Federal biologists clad in waders and armed with long-handled nets this week moved hundreds of red-legged frog eggs from a San Fernando Valley stream to carefully selected wetlands 10 miles away in the first attempt to expand the threatened species' range in Southern California.
Five hundred eggs transported from the Upper Las Virgenes Canyon Open Space Preserve to the Santa Monica Mountains are expected to hatch any day. When they do, they will reintroduce red-legged frog tadpoles to historic haunts that are free of predatory fish, snails and crayfish that could tear them apart.
About two years from now, if all goes according to plan, the mating calls of the largest native frog west of the Mississippi will rejoin the natural sounds in remote mountainous terrain where the species has not been seen in nearly half a century.

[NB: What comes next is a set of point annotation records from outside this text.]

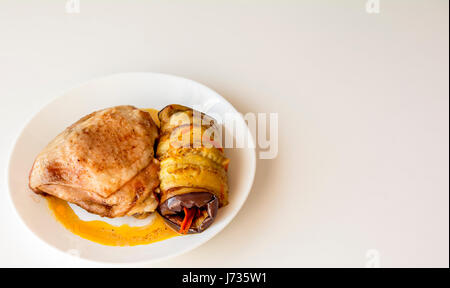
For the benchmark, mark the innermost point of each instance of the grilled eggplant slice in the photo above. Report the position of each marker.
(194, 182)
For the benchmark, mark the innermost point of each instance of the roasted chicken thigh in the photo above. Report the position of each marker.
(103, 163)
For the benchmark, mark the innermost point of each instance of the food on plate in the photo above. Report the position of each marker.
(103, 163)
(193, 172)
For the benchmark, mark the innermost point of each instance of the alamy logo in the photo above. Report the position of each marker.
(73, 6)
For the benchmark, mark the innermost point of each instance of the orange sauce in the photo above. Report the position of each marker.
(105, 233)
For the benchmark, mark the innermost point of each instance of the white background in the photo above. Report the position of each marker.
(362, 100)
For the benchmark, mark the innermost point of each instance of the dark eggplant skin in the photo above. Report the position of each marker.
(174, 205)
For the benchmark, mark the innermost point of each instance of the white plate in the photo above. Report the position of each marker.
(143, 90)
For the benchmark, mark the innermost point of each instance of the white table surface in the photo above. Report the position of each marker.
(363, 111)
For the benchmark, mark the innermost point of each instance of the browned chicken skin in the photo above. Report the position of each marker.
(104, 163)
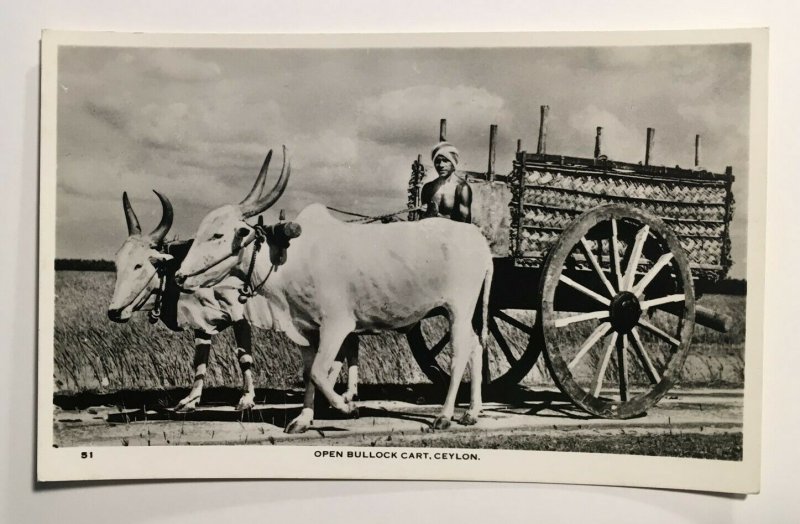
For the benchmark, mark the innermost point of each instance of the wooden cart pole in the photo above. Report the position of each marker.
(492, 147)
(597, 142)
(649, 146)
(696, 150)
(541, 148)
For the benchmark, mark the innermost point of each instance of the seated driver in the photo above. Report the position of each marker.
(449, 195)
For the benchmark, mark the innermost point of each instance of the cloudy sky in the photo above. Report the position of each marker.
(196, 124)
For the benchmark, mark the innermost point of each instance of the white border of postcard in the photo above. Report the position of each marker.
(162, 462)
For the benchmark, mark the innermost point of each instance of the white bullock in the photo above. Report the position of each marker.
(344, 278)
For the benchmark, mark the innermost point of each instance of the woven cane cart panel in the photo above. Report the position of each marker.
(548, 196)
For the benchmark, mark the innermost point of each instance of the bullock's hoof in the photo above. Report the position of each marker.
(188, 404)
(297, 426)
(441, 423)
(246, 402)
(350, 396)
(301, 423)
(468, 419)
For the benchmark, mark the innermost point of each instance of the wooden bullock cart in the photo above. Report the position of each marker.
(598, 264)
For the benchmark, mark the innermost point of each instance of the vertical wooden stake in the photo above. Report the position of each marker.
(492, 147)
(541, 147)
(696, 150)
(649, 146)
(597, 142)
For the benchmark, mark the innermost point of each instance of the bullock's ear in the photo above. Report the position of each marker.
(160, 258)
(240, 234)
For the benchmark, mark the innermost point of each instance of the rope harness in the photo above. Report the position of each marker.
(155, 313)
(247, 290)
(366, 219)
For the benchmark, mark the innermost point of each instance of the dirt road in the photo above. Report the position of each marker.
(398, 423)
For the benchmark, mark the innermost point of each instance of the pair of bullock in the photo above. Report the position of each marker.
(340, 279)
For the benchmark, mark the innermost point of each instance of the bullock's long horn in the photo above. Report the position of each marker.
(264, 201)
(258, 186)
(158, 234)
(130, 216)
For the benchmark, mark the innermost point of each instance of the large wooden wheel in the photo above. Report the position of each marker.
(617, 311)
(512, 347)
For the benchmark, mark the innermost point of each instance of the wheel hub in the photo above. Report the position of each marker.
(625, 311)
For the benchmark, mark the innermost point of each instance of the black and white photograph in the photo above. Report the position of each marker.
(488, 257)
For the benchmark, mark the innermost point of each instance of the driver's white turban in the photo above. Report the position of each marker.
(446, 150)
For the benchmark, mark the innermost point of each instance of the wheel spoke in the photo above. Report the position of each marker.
(601, 371)
(641, 352)
(501, 341)
(585, 290)
(622, 367)
(645, 281)
(659, 333)
(508, 319)
(587, 252)
(435, 350)
(615, 252)
(633, 262)
(596, 335)
(565, 321)
(669, 299)
(486, 374)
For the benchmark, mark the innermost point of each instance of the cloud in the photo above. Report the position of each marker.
(168, 64)
(619, 141)
(409, 116)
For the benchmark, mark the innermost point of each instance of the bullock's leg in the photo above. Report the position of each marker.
(462, 351)
(306, 417)
(350, 352)
(332, 336)
(475, 403)
(243, 334)
(336, 368)
(202, 348)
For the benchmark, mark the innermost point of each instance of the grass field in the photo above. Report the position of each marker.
(725, 446)
(93, 354)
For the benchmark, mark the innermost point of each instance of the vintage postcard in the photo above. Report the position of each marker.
(507, 257)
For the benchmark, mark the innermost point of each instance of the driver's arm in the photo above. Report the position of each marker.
(464, 203)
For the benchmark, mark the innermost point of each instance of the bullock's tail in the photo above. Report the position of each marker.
(480, 320)
(487, 286)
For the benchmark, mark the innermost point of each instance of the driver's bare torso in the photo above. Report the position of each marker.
(449, 197)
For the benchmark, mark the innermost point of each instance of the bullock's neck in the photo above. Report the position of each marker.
(261, 264)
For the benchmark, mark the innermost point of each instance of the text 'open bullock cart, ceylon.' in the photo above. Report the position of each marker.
(598, 264)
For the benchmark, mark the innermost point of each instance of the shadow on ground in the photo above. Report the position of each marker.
(279, 407)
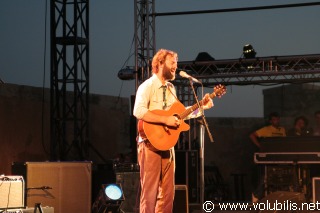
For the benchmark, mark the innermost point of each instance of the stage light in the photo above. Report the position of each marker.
(204, 56)
(109, 199)
(127, 74)
(248, 51)
(113, 192)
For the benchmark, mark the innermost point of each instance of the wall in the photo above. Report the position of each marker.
(25, 126)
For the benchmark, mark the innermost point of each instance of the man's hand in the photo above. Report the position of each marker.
(173, 121)
(207, 102)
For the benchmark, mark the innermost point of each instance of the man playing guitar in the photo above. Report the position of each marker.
(154, 99)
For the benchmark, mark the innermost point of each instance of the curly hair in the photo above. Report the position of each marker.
(160, 57)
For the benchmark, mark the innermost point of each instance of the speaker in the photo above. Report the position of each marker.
(65, 186)
(12, 190)
(187, 172)
(180, 203)
(315, 189)
(282, 201)
(130, 183)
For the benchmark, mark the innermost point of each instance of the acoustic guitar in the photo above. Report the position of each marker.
(164, 137)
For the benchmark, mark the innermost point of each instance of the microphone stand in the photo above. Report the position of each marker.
(201, 151)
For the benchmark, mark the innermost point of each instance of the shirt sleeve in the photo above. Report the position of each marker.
(142, 101)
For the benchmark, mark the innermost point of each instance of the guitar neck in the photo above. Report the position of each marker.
(194, 107)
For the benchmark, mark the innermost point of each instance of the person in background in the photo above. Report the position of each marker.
(272, 130)
(316, 128)
(300, 127)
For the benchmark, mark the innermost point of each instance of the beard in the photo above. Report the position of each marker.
(167, 74)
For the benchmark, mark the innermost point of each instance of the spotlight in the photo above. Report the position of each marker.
(109, 199)
(127, 74)
(204, 56)
(248, 51)
(113, 192)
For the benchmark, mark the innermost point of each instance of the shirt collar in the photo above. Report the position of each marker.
(157, 81)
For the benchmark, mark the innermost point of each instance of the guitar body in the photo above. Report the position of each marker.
(160, 136)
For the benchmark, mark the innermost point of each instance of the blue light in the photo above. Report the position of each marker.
(113, 192)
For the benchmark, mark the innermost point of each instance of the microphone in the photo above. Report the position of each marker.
(185, 75)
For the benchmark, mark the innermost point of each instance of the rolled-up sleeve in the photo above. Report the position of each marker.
(141, 102)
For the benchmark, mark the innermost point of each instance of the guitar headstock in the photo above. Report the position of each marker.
(220, 90)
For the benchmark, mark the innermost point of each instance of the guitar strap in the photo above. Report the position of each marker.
(170, 85)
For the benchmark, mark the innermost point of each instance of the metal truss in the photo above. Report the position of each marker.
(259, 71)
(276, 69)
(69, 83)
(144, 31)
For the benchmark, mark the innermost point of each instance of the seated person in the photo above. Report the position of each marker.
(300, 127)
(272, 130)
(316, 128)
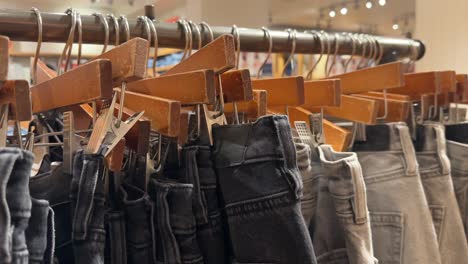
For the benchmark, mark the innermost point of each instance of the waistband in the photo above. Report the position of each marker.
(267, 139)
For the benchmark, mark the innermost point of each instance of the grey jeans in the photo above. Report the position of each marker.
(401, 221)
(335, 206)
(434, 168)
(15, 204)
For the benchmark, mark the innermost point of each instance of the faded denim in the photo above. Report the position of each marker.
(434, 169)
(40, 233)
(174, 221)
(15, 204)
(88, 208)
(261, 188)
(401, 221)
(336, 206)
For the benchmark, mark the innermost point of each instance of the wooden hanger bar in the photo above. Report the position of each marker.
(4, 57)
(417, 84)
(322, 93)
(163, 113)
(189, 88)
(386, 76)
(16, 94)
(287, 91)
(129, 60)
(218, 55)
(87, 83)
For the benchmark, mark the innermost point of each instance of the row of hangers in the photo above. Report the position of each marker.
(133, 107)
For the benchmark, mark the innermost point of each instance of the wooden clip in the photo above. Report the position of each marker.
(189, 88)
(386, 76)
(287, 91)
(4, 57)
(163, 113)
(16, 95)
(84, 84)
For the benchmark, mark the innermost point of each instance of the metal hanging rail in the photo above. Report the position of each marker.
(22, 26)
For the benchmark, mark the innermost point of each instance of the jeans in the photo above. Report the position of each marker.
(337, 208)
(434, 168)
(88, 208)
(139, 227)
(261, 189)
(199, 171)
(54, 187)
(40, 233)
(15, 204)
(401, 222)
(174, 221)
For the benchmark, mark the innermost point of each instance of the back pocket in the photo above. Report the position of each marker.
(387, 236)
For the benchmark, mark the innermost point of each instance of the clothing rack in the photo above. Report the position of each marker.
(22, 26)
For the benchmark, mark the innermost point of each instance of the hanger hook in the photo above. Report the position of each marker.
(322, 48)
(335, 55)
(352, 54)
(210, 31)
(116, 28)
(291, 34)
(266, 32)
(155, 45)
(106, 30)
(124, 20)
(235, 32)
(39, 43)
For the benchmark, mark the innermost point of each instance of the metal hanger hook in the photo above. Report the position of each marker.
(39, 43)
(266, 32)
(293, 35)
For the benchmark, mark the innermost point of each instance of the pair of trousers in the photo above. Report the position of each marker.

The biologists were led by Katy Delaney of the Santa Monica Mountains National Recreation Area. She waded into a deep rocky pool shortly after sunrise Tuesday and used her fingers to gently coax portions of two submerged egg masses attached to willow branches into plastic containers.
"Ooh! They're wily little things!" she said with a nervous laugh, while trying to retrieve a couple of eggs that had slipped through her fingers and were floating downstream. "You're going to love your new home. Promise."
The collaborative effort involving the National Park Service, the U.S. Geological Survey, the U.S. Fish and Wildlife Service and the Mountains Recreation and Conservation Authority aims to return the species, known to scientists as Rana draytonii, to some of the waterways where it thrived for hundreds of thousands of years.
Since the 1960s, the frog has been decimated by fires, mudslides, pesticides, fungal infections and loss of habitat, as well as the appetites of raccoons and nonnative fish, bullfrogs and crayfish. Today, it exists in about 30 percent of its historic range.
With skin as permeable as a sponge, the species is susceptible to a skin fungus that has wiped out amphibian populations around the world. The fungus swept through California in the 1960s and 1970s, killing millions of frogs and fragmenting survivors into isolated groups.
"The few frog populations that survived - including these red-legged frogs - have somehow persisted with the disease," Adam Backlin, a USGS field biologist, said. "They seem to have figured out how to deal with it."
"So if this translocation effort works, we'll dispatch them to additional sites in Southern California," Backlin said.
Moving frogs to conserve them in California has already re-established thriving populations in the Central Valley's Pinnacles National Park and the Bay Area's Golden Gate National Recreation Area.